Un congresista del Apra anuncia que propondrá a su bancada presentar una moción de vacancia de Martín Vizcarra. Uno de esos apristas ya ha declarado que no piensa participar. Un rápido conteo muestra que no habría votos suficientes para esa vacancia, pero la sola mención de la posibilidad es noticiosa. Así que seguiremos escuchándola dar vueltas en un rincón de los medios.

¿Por qué proponer una medida a todas luces aritméticamente inviable? Porque la vacancia presidencial es vista como el otro lado de la medalla del adelanto electoral propuesto por el Ejecutivo, y en esa medida es considerada como una distracción capaz de patear el tema hacia tiempos mejores. Otra idea implícita es frenar la ofensiva de Vizcarra sobre el Congreso.

Además hablar de vacancia sería una forma de darle algo más de tracción a los famosos audios de Tía María, que vienen produciendo un sonoro rasgado de vestiduras en la oposición, y de mellar algo más una imagen presidencial hoy zarandeada. Se trataría de proponer un remake de la grabación clandestina que derribó a Pedro Pablo Kuczynski. Aunque en este caso la situación es bastante diferente.

La propuesta es también la sombra de otra que surgió como respuesta al proyecto de adelanto electoral para el Congreso y la presidencia: si Vizcarra se quiere ir, entonces que se vaya solo (que se vaque a sí mismo) y deje los capos del Congreso tranquilos y contentos en su garbanzal. Fue un alarde de ingenio político que ni siquiera mereció respuesta.

Hay mucho de irónico en la propuesta vacadora, puesto que la forma de adelantar la partida de Vizcarra es precisamente apoyar el adelanto electoral propuesto. Lo cual lleva a sospechar que el verdadero objetivo sería más bien prolongarle la vida al actual parlamento. No vemos a la reemplazante de Vizcarra como una presidenta dócil como quisiera la mayoría del Congreso.
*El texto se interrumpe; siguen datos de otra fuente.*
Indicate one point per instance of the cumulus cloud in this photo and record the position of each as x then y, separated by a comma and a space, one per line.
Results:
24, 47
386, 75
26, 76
Más aun, la amplia aprobación al adelanto electoral en las encuestas no es porque esos ciudadanos realmente quieran ver a Vizcarra dejar la Presidencia, sino porque desean una desaparición del actual Congreso. En esto con su ansia de vacancia el parlamentario de la iniciativa se está mirando en el espejo, lo cual tiene mucho de cómico.